Species of amphibian

Hyperolius kivuensis is a species of frog in the family Hyperoliidae. It is found in Angola, Burundi, Democratic Republic of the Congo, Ethiopia, Kenya, Rwanda, Tanzania, Uganda, Zambia, possibly Mozambique, and possibly Sudan.

Its natural habitats are subtropical or tropical dry forests, moist savanna, subtropical or tropical seasonally wet or flooded lowland grassland, freshwater marshes, intermittent freshwater marshes, and plantations. It is not considered threatened by the IUCN.

It was recently determined that H. kivuensis and H. multifasciatus are only subspecifically distinct from each other, and the latter was synonymized with the former. Both were described in the same work by Ernst Ahl in 1931, H. multifasciatus on page 278 and H. kivuensis on page 280. Thus, it was argued that the synonymy should be the other way around.

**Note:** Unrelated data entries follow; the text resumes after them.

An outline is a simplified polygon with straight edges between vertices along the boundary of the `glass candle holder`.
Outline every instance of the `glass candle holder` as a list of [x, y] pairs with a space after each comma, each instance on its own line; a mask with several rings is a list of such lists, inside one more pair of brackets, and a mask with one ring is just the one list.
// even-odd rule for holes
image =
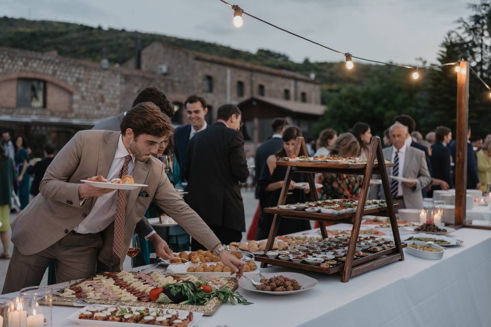
[[26, 287], [20, 290], [20, 296], [27, 306], [25, 327], [51, 327], [53, 316], [51, 287]]

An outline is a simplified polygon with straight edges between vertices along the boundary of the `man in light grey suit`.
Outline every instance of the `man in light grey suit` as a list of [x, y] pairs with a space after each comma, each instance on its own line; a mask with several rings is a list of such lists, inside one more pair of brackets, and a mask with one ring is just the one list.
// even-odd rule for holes
[[[389, 177], [391, 194], [399, 208], [422, 208], [423, 197], [421, 190], [431, 182], [431, 176], [426, 164], [425, 152], [408, 146], [405, 141], [408, 137], [408, 128], [396, 123], [389, 129], [392, 146], [383, 150], [384, 157], [394, 161], [394, 167], [387, 168], [389, 176], [408, 178], [414, 181], [402, 181]], [[380, 185], [375, 185], [371, 192], [384, 198]]]
[[[167, 99], [165, 95], [157, 87], [144, 88], [137, 96], [131, 107], [135, 107], [142, 102], [152, 102], [169, 118], [172, 118], [174, 115], [174, 106]], [[121, 122], [126, 114], [126, 112], [124, 111], [117, 116], [105, 118], [96, 124], [92, 129], [105, 129], [119, 131], [121, 130]], [[146, 218], [143, 218], [137, 224], [135, 231], [140, 238], [144, 238], [151, 241], [157, 255], [162, 258], [164, 255], [163, 244], [165, 242], [163, 242], [162, 238], [155, 232], [153, 227]], [[99, 264], [100, 263], [99, 263]]]

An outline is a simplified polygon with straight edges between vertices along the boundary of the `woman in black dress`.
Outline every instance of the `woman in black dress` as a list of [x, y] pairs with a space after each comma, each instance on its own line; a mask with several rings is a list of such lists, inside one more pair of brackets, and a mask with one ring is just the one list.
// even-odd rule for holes
[[[295, 139], [302, 136], [302, 131], [296, 126], [291, 126], [285, 130], [283, 134], [283, 148], [275, 154], [270, 155], [266, 160], [267, 167], [263, 169], [262, 176], [259, 179], [259, 203], [261, 205], [261, 215], [258, 223], [256, 240], [262, 240], [267, 238], [270, 229], [273, 223], [274, 215], [262, 212], [262, 209], [278, 204], [280, 193], [283, 187], [285, 176], [286, 175], [286, 167], [277, 166], [276, 161], [284, 157], [289, 157], [293, 154]], [[303, 182], [306, 179], [303, 173], [295, 173], [294, 179], [297, 182]], [[307, 200], [306, 194], [308, 190], [295, 188], [295, 182], [292, 179], [288, 188], [288, 194], [286, 197], [287, 204], [303, 202]], [[310, 222], [308, 220], [294, 218], [281, 218], [278, 235], [284, 235], [302, 230], [310, 229]]]

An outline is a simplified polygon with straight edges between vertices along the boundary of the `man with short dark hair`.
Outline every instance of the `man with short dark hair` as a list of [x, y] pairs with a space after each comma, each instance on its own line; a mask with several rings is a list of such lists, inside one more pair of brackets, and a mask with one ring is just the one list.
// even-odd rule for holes
[[[434, 178], [445, 181], [448, 184], [448, 188], [453, 189], [454, 184], [452, 182], [452, 173], [450, 165], [450, 150], [447, 146], [452, 140], [452, 131], [448, 127], [438, 126], [435, 131], [436, 142], [431, 146], [431, 166], [433, 168], [433, 174], [432, 177]], [[441, 190], [440, 185], [433, 185], [432, 191]], [[430, 195], [429, 194], [429, 195]]]
[[[177, 128], [174, 133], [174, 153], [181, 167], [186, 164], [189, 140], [198, 132], [209, 127], [205, 120], [208, 109], [204, 99], [196, 95], [191, 96], [184, 102], [184, 108], [191, 124]], [[181, 170], [181, 179], [186, 180], [183, 169]]]
[[[232, 271], [243, 272], [244, 263], [184, 202], [152, 156], [172, 129], [159, 107], [143, 102], [127, 112], [120, 132], [78, 132], [48, 167], [40, 194], [12, 224], [15, 247], [3, 293], [39, 285], [52, 259], [59, 283], [93, 275], [98, 259], [120, 270], [135, 227], [152, 200]], [[126, 192], [80, 183], [96, 175], [109, 180], [130, 175], [146, 186]], [[172, 258], [168, 246], [163, 257]]]
[[[222, 243], [240, 242], [246, 230], [240, 183], [247, 179], [244, 138], [238, 107], [217, 111], [217, 122], [196, 133], [188, 147], [184, 176], [189, 192], [185, 199]], [[203, 248], [193, 238], [191, 249]]]

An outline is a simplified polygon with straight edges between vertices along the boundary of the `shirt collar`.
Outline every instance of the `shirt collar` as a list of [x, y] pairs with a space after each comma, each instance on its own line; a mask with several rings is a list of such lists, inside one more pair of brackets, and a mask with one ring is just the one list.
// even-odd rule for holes
[[[123, 143], [123, 135], [120, 134], [119, 135], [119, 142], [118, 142], [118, 148], [116, 149], [116, 152], [114, 154], [114, 158], [124, 158], [129, 154]], [[132, 154], [131, 156], [131, 161], [135, 164], [135, 156]]]
[[406, 149], [407, 149], [407, 148], [408, 148], [408, 145], [407, 145], [405, 143], [404, 145], [403, 146], [403, 147], [399, 149], [398, 151], [397, 149], [395, 148], [395, 147], [394, 147], [394, 146], [392, 146], [392, 154], [393, 154], [394, 152], [398, 152], [399, 153], [405, 153], [406, 152]]
[[411, 146], [411, 144], [413, 143], [413, 138], [411, 136], [408, 136], [408, 138], [404, 140], [404, 144], [408, 147]]

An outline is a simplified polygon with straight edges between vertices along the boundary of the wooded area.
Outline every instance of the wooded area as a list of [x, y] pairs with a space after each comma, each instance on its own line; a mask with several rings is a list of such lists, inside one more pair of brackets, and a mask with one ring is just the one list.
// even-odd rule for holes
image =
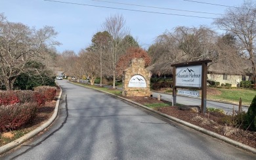
[[[102, 31], [94, 35], [91, 46], [82, 49], [79, 55], [74, 55], [77, 59], [82, 58], [81, 52], [94, 55], [91, 58], [96, 60], [91, 59], [90, 62], [82, 60], [82, 63], [87, 62], [85, 68], [80, 70], [89, 70], [91, 66], [96, 65], [95, 68], [98, 71], [91, 73], [93, 76], [85, 71], [77, 74], [77, 68], [70, 70], [72, 65], [66, 65], [69, 68], [64, 69], [69, 71], [68, 75], [77, 77], [89, 76], [91, 82], [96, 77], [112, 79], [115, 87], [115, 79], [120, 79], [122, 71], [129, 66], [133, 58], [144, 58], [155, 76], [171, 75], [171, 64], [211, 59], [213, 62], [209, 67], [215, 73], [247, 75], [255, 81], [255, 9], [256, 5], [251, 1], [245, 2], [241, 7], [228, 9], [224, 15], [213, 22], [214, 26], [221, 29], [221, 33], [204, 26], [177, 26], [158, 35], [147, 50], [129, 35], [124, 18], [112, 15], [102, 24]], [[66, 55], [64, 52], [59, 56]], [[58, 59], [62, 58], [64, 58]], [[70, 64], [74, 63], [70, 60], [73, 62]]]

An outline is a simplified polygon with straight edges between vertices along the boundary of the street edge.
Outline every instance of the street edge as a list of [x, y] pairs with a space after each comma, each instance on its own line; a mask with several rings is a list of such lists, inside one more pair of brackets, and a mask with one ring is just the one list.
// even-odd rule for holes
[[196, 125], [192, 125], [192, 124], [191, 124], [190, 123], [186, 122], [186, 121], [182, 121], [181, 119], [179, 119], [175, 118], [174, 117], [172, 117], [172, 116], [164, 114], [164, 113], [161, 113], [160, 111], [154, 110], [153, 109], [148, 108], [147, 106], [142, 105], [141, 104], [139, 104], [139, 103], [135, 102], [134, 101], [130, 100], [129, 99], [126, 99], [125, 98], [117, 96], [117, 95], [112, 94], [112, 93], [107, 92], [104, 91], [104, 90], [98, 90], [98, 89], [95, 89], [95, 88], [89, 87], [85, 87], [85, 86], [83, 86], [83, 85], [79, 85], [79, 84], [76, 84], [76, 83], [72, 83], [74, 84], [74, 85], [79, 85], [79, 86], [81, 86], [81, 87], [83, 87], [95, 89], [95, 90], [98, 90], [98, 91], [106, 93], [106, 94], [108, 94], [109, 95], [111, 95], [112, 96], [117, 97], [117, 98], [118, 98], [119, 99], [121, 99], [121, 100], [127, 101], [129, 102], [133, 103], [134, 104], [136, 104], [137, 106], [140, 106], [141, 108], [144, 108], [144, 109], [146, 109], [147, 110], [151, 111], [152, 111], [152, 112], [154, 112], [154, 113], [155, 113], [156, 114], [158, 114], [158, 115], [161, 115], [161, 116], [163, 116], [163, 117], [164, 117], [165, 118], [167, 118], [167, 119], [170, 119], [170, 120], [172, 120], [173, 121], [179, 123], [179, 124], [184, 125], [184, 126], [186, 126], [187, 127], [189, 127], [190, 129], [194, 129], [195, 130], [199, 131], [199, 132], [200, 132], [202, 133], [203, 133], [203, 134], [207, 134], [208, 136], [210, 136], [214, 137], [215, 138], [217, 138], [219, 140], [223, 140], [223, 142], [226, 142], [226, 143], [228, 143], [229, 144], [231, 144], [232, 146], [234, 146], [236, 147], [244, 149], [244, 150], [245, 150], [246, 151], [251, 151], [251, 152], [252, 152], [253, 153], [256, 153], [256, 149], [254, 148], [252, 148], [251, 146], [249, 146], [247, 145], [245, 145], [245, 144], [242, 144], [241, 142], [239, 142], [238, 141], [235, 141], [235, 140], [231, 140], [230, 138], [228, 138], [227, 137], [221, 136], [221, 135], [220, 135], [219, 134], [217, 134], [217, 133], [213, 132], [212, 131], [206, 130], [205, 129], [203, 129], [202, 127], [198, 127]]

However, if several first established in the same work are found to refer to the same species, the ICZN Code leaves the choice which name to choose to the first scientist to revise them accordingly. Furthermore, it makes the outcome of such a first revision binding. Hence, the initial synonymy cannot be repealed, and the correct scientific names of these frogs are H. kivuensis kivuensis and H. kivuensis multifasciatus.